Historically, Canada unjustly convicted and imposed criminal records on individuals for engaging in consensual sexual activity between same-sex partners that would be lawful today.
On November 28, 2017, the Government of Canada introduced legislation – Bill C-66, the Expungement of Historically Unjust Convictions Act– to put into place an expungement process to permanently destroy the records of these unjust convictions.
Convictions under the Criminal Code, as well as convictions under the National Defence Act, will be eligible for permanent destruction.
Who can apply
Individuals convicted of an offence listed in the legislation are eligible to submit an application to the Parole Board of Canada. The full list of offences can be found on the Parliament of Canada’s LEGISInfo website.
If the individual is deceased, an appropriate representative such as a close family member, common law partner, or trustee, can apply on their behalf.
Eligibility criteria and application process
The Parole Board of Canada will begin accepting applications once the legislation has received Royal Assent.
There will be no cost for an individual to apply to have their record destroyed.
Applicants will need to provide evidence that the conviction meets certain criteria. For some offences, required evidence could include proof that all people involved in the sexual activity had consented and were at least 16 years old or subject to a ‘close-in-age’ defence under the Criminal Code.
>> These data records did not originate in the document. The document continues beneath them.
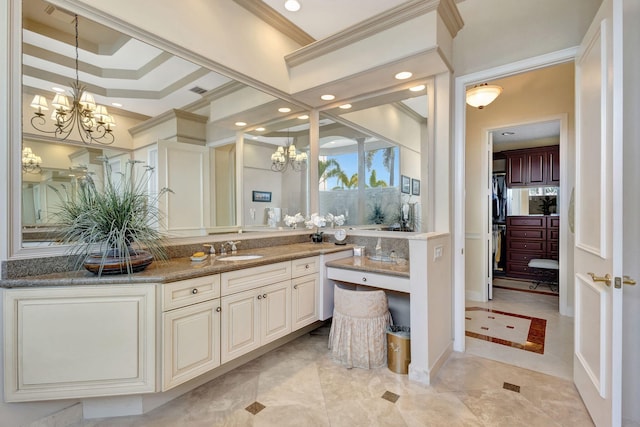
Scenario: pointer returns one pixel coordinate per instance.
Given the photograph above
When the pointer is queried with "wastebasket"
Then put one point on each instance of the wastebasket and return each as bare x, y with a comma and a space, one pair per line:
399, 349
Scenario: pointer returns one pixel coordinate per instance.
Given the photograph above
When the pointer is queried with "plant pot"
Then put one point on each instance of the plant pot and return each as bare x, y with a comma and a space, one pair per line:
115, 263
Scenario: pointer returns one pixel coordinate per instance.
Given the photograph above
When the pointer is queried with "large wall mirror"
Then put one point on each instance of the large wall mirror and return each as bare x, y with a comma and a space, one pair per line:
180, 117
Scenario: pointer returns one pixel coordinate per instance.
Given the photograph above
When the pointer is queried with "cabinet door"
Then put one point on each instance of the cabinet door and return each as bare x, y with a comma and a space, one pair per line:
78, 342
304, 306
191, 342
516, 170
553, 167
536, 164
275, 309
240, 324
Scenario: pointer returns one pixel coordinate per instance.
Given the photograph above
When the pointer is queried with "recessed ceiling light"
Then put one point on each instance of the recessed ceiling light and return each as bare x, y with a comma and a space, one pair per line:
292, 5
403, 75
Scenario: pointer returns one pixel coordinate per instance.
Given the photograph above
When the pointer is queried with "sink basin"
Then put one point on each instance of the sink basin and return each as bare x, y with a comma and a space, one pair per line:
238, 257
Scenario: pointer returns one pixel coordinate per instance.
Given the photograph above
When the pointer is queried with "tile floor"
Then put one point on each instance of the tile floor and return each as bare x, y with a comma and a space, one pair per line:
299, 385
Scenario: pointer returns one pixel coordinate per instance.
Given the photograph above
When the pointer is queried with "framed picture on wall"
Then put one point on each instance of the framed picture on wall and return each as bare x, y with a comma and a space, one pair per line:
405, 184
415, 187
261, 196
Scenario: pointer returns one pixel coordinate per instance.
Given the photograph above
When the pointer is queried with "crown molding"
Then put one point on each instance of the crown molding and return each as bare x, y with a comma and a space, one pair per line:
277, 21
164, 117
367, 28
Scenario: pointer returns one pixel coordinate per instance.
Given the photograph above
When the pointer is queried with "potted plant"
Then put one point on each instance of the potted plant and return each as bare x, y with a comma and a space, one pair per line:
113, 229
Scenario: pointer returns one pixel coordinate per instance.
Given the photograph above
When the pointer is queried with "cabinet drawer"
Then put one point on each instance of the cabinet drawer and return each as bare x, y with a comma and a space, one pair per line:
526, 221
553, 222
190, 291
250, 278
526, 245
553, 234
523, 257
382, 281
304, 266
526, 233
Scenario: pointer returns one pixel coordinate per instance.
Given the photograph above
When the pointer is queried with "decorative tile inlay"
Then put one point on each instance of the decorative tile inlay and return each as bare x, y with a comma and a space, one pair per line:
511, 387
255, 407
535, 337
391, 397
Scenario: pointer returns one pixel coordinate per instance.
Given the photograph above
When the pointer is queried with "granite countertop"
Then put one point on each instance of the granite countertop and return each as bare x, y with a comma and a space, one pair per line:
363, 263
179, 268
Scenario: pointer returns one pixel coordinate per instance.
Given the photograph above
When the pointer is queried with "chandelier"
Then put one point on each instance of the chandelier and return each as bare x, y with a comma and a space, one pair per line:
482, 95
287, 156
30, 162
93, 122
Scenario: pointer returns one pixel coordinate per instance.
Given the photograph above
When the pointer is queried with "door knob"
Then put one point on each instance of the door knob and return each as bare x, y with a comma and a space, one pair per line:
606, 278
625, 279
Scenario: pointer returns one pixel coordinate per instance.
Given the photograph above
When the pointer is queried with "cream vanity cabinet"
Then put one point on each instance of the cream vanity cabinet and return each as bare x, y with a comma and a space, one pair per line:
190, 329
256, 308
305, 282
79, 341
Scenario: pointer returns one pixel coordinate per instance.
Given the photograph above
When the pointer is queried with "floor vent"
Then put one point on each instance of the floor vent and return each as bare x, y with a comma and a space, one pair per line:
255, 407
198, 90
511, 387
391, 397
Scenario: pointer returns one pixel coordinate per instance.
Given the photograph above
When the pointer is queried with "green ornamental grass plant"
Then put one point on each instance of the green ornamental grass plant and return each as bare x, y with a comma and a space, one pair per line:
121, 220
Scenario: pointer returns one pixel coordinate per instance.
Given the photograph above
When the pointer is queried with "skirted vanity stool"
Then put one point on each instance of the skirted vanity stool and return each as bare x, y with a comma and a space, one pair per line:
358, 329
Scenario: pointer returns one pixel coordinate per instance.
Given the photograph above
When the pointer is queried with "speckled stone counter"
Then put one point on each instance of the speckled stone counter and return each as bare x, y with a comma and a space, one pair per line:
363, 263
178, 268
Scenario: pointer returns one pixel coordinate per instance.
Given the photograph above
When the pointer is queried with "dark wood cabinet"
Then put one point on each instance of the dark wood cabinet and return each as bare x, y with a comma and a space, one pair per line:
530, 237
533, 167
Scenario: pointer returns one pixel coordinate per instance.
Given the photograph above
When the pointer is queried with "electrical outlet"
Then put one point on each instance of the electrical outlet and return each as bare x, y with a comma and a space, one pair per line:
437, 252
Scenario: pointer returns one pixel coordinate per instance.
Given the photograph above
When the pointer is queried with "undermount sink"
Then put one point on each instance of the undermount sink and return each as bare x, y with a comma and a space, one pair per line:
238, 257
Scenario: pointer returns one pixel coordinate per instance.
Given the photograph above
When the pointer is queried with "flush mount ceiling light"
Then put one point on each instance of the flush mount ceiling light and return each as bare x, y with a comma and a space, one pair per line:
482, 95
403, 75
292, 5
93, 122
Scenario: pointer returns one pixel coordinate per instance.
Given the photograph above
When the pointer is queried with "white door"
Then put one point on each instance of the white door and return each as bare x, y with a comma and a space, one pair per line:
598, 221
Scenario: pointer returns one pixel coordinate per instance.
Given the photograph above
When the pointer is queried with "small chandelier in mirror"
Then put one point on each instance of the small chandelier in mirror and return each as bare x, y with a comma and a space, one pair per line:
288, 156
30, 162
93, 122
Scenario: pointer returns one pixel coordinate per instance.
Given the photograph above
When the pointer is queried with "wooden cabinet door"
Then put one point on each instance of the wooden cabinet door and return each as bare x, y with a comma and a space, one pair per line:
191, 342
536, 165
239, 324
516, 170
275, 311
553, 167
304, 306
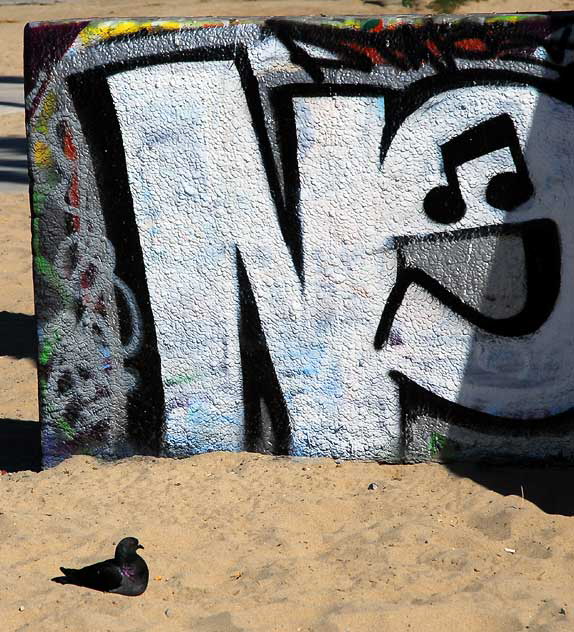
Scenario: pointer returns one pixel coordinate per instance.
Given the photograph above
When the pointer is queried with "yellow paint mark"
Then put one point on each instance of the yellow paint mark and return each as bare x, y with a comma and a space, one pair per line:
42, 154
49, 106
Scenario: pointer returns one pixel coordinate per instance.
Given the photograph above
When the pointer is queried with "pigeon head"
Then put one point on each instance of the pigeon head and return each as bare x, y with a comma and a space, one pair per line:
127, 548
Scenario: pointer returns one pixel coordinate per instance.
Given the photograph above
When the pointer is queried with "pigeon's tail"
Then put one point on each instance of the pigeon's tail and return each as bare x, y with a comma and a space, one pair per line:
68, 578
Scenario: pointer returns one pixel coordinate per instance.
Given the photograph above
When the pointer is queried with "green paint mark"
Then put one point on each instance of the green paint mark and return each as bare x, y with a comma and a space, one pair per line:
65, 427
437, 443
371, 24
47, 350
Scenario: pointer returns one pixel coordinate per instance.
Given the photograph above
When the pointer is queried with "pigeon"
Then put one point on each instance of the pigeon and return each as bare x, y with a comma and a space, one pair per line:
126, 574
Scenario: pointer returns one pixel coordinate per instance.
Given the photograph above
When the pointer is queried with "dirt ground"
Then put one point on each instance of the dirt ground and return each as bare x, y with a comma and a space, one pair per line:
242, 542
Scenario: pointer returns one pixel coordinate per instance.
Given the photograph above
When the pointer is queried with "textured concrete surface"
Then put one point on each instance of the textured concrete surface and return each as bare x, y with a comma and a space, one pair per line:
338, 237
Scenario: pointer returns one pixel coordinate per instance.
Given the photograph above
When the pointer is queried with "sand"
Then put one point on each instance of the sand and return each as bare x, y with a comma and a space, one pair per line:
248, 542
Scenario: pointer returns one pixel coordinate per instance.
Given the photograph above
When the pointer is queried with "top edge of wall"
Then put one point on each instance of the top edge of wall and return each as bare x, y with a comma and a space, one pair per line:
336, 20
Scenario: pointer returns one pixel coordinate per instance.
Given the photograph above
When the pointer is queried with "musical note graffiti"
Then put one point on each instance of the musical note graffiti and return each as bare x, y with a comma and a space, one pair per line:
506, 191
336, 238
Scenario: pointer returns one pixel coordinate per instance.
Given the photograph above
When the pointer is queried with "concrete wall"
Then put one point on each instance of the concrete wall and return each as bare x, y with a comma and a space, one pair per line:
345, 237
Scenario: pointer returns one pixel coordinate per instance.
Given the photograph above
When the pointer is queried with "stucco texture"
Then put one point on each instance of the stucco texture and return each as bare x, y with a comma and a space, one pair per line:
345, 237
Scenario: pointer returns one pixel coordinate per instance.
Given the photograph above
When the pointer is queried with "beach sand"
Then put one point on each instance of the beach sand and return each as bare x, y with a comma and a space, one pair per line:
249, 542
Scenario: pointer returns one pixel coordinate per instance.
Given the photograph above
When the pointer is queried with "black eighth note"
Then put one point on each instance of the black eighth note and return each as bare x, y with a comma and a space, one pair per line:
506, 191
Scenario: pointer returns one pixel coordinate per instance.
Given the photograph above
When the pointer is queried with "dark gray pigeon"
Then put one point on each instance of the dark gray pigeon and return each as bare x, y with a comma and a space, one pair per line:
126, 574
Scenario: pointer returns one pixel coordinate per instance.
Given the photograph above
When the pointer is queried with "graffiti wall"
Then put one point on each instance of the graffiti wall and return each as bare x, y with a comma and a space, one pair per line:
338, 237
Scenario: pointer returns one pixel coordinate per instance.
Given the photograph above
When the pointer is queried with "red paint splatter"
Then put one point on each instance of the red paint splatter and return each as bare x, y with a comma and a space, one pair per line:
73, 193
472, 44
68, 145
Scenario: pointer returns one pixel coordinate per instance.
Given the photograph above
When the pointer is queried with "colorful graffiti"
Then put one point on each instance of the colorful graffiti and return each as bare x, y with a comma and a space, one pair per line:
344, 237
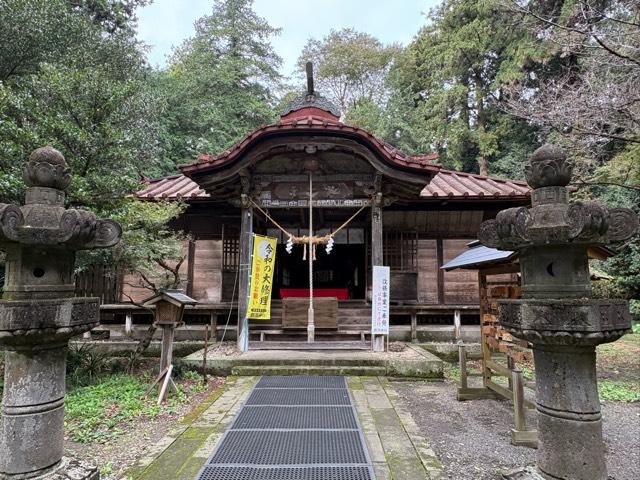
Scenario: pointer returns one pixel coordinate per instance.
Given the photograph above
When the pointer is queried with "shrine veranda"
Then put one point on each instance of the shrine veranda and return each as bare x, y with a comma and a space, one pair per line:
378, 205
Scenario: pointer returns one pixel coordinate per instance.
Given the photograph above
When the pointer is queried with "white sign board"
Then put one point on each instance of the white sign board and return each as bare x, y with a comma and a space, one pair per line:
380, 310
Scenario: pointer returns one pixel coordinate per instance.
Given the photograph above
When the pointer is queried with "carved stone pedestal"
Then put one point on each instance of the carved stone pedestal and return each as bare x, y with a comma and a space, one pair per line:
557, 316
38, 316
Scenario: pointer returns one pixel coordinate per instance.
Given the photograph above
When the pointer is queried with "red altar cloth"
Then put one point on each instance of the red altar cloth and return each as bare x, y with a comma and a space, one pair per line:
339, 293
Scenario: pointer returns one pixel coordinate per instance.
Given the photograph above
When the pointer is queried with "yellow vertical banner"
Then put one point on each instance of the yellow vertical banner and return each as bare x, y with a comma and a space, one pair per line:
262, 267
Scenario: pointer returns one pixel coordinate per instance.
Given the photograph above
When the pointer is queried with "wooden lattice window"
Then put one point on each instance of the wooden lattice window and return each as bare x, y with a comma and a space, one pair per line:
401, 250
230, 251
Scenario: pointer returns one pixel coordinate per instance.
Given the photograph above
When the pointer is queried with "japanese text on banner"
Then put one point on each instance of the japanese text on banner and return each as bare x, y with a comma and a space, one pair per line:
262, 267
381, 292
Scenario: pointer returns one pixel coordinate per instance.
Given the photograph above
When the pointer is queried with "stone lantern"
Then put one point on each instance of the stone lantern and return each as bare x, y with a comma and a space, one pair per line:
169, 310
557, 315
38, 316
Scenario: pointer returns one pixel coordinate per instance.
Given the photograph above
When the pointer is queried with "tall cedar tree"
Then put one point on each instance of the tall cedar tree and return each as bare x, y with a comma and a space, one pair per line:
219, 83
446, 83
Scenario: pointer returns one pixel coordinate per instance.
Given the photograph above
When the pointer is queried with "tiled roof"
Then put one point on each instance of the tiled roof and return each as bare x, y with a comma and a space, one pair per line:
449, 183
313, 124
446, 184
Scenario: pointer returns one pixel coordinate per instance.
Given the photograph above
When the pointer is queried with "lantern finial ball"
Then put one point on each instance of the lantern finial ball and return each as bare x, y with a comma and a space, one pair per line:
548, 167
47, 168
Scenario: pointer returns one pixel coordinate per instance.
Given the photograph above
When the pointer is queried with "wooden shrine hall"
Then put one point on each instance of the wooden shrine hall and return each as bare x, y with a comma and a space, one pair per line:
379, 206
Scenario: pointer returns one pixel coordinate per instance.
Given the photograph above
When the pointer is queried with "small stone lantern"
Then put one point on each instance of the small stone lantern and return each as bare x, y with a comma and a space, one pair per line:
38, 316
557, 315
169, 309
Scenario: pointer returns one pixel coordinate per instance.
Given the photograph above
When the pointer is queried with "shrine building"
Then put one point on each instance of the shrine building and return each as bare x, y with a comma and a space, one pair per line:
379, 205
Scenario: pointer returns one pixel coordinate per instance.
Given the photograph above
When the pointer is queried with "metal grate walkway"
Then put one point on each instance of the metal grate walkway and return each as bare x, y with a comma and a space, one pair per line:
293, 428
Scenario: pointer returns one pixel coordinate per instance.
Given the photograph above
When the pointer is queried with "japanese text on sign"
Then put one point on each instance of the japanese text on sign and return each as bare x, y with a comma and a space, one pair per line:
262, 267
381, 293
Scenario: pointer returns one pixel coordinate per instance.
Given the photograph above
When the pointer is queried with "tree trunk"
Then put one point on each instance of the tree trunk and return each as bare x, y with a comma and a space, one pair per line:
483, 162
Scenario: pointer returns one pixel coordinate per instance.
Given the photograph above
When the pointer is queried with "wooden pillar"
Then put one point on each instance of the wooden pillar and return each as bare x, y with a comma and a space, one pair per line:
166, 356
377, 256
191, 262
456, 325
128, 324
244, 267
440, 272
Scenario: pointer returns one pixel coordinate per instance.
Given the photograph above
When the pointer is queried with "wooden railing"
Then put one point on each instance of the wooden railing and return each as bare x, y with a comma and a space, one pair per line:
102, 281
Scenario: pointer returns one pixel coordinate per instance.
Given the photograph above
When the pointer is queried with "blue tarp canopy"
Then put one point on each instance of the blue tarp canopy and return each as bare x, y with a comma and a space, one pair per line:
478, 255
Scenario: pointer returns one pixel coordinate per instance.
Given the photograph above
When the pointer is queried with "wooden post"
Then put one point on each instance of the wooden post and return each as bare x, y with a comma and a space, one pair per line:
462, 362
511, 365
377, 256
244, 267
163, 390
191, 263
128, 324
311, 326
520, 435
414, 327
166, 356
456, 324
213, 321
440, 272
204, 355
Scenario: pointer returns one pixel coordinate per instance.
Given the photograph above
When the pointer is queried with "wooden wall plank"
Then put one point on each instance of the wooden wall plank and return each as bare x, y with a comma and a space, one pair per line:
427, 271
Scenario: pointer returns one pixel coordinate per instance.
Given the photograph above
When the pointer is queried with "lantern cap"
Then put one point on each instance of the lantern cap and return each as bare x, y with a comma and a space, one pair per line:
174, 296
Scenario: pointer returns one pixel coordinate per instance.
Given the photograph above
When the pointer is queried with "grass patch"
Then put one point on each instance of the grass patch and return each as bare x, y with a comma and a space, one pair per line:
619, 391
98, 412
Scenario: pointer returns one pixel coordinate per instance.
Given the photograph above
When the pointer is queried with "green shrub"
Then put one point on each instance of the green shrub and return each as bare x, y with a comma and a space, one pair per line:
85, 363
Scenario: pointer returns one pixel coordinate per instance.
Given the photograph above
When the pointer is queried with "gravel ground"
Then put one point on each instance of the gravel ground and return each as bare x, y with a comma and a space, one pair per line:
472, 439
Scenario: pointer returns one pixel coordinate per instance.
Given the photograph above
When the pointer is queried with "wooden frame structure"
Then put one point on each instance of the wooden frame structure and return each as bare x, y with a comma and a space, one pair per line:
415, 216
498, 278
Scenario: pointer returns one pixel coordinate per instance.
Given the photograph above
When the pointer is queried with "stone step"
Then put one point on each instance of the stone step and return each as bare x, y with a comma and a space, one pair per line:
304, 345
244, 370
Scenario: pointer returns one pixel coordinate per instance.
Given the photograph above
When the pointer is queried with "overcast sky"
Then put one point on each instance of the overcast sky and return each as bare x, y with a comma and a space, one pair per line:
165, 23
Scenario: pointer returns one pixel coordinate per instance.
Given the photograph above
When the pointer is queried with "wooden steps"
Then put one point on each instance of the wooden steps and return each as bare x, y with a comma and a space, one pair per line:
304, 345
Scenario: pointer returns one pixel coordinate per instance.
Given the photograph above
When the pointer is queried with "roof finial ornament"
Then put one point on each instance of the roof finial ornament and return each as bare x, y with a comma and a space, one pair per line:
310, 89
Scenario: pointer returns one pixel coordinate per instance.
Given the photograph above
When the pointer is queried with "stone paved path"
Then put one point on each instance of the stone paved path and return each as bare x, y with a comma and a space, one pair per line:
396, 450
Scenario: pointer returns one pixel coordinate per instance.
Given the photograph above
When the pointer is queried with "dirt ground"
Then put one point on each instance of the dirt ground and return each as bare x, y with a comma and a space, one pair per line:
472, 439
117, 455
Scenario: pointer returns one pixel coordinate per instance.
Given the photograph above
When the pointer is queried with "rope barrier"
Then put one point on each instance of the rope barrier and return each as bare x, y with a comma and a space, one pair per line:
305, 239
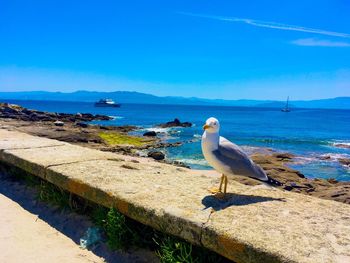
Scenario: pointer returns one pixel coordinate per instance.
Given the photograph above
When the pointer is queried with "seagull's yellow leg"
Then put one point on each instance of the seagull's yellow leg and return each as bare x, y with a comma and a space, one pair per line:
215, 190
225, 187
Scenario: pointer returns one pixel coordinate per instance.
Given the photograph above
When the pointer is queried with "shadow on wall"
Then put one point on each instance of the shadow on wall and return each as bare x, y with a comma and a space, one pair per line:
231, 199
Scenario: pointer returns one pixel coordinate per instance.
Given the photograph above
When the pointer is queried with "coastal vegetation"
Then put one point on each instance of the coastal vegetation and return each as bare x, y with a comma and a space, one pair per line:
116, 138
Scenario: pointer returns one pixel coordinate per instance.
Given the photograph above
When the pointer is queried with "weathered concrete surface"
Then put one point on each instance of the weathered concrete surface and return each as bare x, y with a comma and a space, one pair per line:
256, 224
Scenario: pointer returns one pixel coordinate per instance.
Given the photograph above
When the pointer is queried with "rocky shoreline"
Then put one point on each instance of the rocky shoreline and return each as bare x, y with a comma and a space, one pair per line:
74, 128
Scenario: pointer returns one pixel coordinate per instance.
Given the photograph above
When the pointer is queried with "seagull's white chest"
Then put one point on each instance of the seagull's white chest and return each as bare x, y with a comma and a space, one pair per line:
210, 143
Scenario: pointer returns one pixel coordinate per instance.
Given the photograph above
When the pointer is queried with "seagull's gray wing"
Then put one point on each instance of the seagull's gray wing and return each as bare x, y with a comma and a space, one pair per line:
238, 162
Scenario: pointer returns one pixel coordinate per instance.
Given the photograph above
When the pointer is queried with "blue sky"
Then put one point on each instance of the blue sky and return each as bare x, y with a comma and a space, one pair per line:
213, 49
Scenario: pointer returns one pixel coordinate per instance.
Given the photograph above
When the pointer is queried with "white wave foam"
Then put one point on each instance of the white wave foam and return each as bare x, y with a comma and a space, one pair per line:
334, 156
158, 130
341, 144
305, 160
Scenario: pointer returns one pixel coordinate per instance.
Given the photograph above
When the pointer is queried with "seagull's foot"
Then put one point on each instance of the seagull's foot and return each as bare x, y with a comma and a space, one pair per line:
220, 196
214, 190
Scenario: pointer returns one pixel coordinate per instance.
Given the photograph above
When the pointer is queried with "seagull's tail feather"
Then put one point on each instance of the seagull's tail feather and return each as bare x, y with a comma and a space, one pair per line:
273, 182
269, 181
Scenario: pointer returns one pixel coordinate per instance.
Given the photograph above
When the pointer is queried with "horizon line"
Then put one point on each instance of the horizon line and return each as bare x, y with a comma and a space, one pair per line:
183, 97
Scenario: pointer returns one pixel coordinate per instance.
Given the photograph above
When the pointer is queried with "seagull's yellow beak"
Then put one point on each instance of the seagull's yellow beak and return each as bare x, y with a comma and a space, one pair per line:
206, 126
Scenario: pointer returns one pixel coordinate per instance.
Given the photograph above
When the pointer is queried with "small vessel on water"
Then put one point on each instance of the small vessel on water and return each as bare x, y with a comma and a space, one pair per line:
106, 103
286, 108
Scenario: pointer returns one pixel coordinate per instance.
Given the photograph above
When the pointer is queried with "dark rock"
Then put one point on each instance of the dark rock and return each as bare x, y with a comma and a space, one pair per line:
288, 188
332, 180
82, 124
157, 155
59, 123
325, 157
345, 161
150, 133
175, 123
342, 145
283, 156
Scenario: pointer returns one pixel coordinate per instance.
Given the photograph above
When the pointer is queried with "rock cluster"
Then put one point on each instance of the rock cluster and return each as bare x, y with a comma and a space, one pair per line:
294, 181
175, 123
12, 111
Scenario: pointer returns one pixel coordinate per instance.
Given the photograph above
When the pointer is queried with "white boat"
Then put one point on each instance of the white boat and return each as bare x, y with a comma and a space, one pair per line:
106, 103
286, 108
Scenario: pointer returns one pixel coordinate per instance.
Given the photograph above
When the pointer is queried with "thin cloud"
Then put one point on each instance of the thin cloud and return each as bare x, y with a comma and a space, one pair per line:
311, 42
273, 25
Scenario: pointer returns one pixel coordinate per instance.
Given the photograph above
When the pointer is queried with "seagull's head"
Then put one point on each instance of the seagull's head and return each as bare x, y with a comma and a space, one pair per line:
212, 125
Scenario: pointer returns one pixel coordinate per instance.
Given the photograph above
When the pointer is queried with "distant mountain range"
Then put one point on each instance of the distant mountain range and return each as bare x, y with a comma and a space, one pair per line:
136, 97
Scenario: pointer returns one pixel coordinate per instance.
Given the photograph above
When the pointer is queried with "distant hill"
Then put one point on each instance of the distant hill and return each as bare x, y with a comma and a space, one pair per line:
137, 97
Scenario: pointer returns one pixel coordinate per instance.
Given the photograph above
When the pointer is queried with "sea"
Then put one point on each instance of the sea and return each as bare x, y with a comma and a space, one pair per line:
313, 135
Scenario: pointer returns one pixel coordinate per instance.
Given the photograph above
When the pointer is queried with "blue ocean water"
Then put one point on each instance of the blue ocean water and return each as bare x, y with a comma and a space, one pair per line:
308, 133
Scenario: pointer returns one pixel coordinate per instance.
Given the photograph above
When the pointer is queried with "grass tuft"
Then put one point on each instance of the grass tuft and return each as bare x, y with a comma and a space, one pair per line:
115, 138
121, 232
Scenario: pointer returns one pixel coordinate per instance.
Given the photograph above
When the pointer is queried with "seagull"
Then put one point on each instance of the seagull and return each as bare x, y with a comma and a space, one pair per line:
228, 158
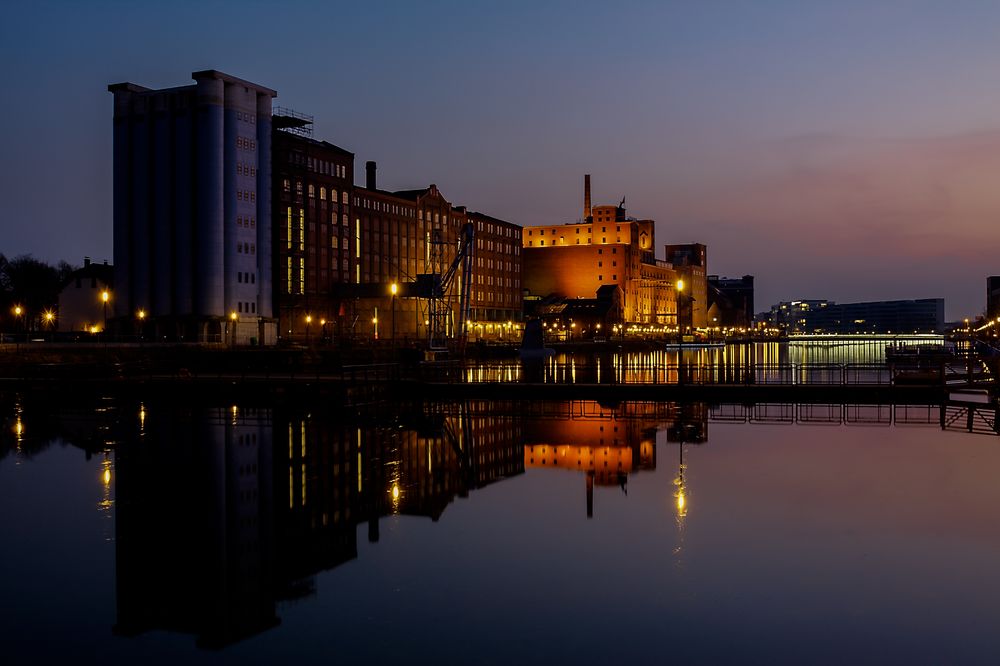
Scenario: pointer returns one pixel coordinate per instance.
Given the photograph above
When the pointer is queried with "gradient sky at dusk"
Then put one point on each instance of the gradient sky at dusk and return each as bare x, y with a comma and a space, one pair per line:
842, 150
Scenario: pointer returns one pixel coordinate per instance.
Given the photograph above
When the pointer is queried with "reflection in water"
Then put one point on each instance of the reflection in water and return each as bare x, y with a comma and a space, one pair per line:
224, 513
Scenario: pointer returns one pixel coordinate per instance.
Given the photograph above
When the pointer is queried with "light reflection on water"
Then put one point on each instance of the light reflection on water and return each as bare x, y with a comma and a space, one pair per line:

Given the historical nature of the offences, sworn statements may be accepted as evidence if applicants have demonstrated that court or police records are not available.
Destruction of records
If the Parole Board of Canada orders the expungement, the Royal Canadian Mounted Police will destroy any record of the conviction in its custody and will notify other federal departments or agencies that may have records of the conviction to do the same.